Jim pulled his sleeve from Wertz' grip. He stuck his finger in the old man's chest.
"I said, I'm finished," Jim scowled back at him and then took his finger out of his chest.
He picked his ten off the bar and then turned and began walking away. MacIver was standing halfway between Wertz and the front door.
"How much do you charge for that beer I had?" Jim asked him.
"A buck, why?"
Jim slapped a single on the bar.
"I'm paying for my own," he said and the continued walking.
"Don't take it from him, Bill," he heard Wertz yelling behind him. "Don't take it from him."
As he pulled open the door he heard MacIver call after him.
"Hey, young fella, it's on the house."
Jim heard them but didn't turn around. He opened the second door and he just kept on walking.
Jim was a guy who made his plans in a careful way. He always had a fallback plan in case his original plan didn't work out, because the objective was always the most important thing.
"Who the hell does that guy think he is?" Jim asked himself out loud as he crossed the street outside the bar and walked to the lot where he had parked his car.

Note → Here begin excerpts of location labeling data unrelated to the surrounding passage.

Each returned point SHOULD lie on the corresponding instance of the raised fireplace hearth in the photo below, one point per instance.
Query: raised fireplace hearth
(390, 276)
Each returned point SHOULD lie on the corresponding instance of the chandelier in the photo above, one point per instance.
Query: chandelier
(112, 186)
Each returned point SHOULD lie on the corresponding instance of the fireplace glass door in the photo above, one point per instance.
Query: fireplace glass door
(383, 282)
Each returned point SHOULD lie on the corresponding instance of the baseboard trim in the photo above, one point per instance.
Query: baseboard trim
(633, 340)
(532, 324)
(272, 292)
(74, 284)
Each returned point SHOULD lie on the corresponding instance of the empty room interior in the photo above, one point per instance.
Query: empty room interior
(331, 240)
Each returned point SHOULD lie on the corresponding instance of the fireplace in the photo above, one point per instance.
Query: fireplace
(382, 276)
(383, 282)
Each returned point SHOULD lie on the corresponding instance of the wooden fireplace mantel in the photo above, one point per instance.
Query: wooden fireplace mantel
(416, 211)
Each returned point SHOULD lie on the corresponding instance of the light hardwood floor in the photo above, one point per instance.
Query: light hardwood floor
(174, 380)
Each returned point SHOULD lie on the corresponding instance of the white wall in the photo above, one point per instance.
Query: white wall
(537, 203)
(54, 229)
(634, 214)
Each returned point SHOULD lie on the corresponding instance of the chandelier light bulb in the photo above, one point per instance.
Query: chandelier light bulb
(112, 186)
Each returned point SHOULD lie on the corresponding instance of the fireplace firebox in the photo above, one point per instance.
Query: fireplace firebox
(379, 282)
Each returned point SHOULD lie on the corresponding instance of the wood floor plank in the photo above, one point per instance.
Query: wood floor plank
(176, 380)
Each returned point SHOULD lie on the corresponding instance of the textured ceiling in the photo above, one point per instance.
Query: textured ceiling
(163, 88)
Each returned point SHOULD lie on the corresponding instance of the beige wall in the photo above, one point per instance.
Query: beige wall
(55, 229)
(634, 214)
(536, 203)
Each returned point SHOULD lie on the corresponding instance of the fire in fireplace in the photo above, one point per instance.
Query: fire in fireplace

He wondered to himself if he'd been as strong as he could have been in standing up to Hildy's old man. Was there something that he could have said that hadn't occurred to him? Did he leave any doubt that he wasn't one to be pushed around?
"I probably did, but it's too late now. It's time to pick up Hildy."
He conceded that he'd done enough. It was a situation that he'd neither expected nor wanted, but there it was. It was true that he and Hildy had no spoken commitments to one another, so he wondered to himself why he'd brought so much trouble on himself to be her willing defender.
"Right is right and sometimes things just happen."
And, he'd been truthful in everything he'd said. At least, it was the truth in the strictest sense because he had to concede that the old man had been half right. He had been trying to put his 'big, fat, hungry dick' into her. He had just been unsuccessful. But, it was the truth.
"Well, it's not that big or fat, but I'll admit to it being hungry. It doesn't matter, though; it's none of his business. It's between Hildy and me. And, I won't be talked to like that by Hildy's old man or anyone else."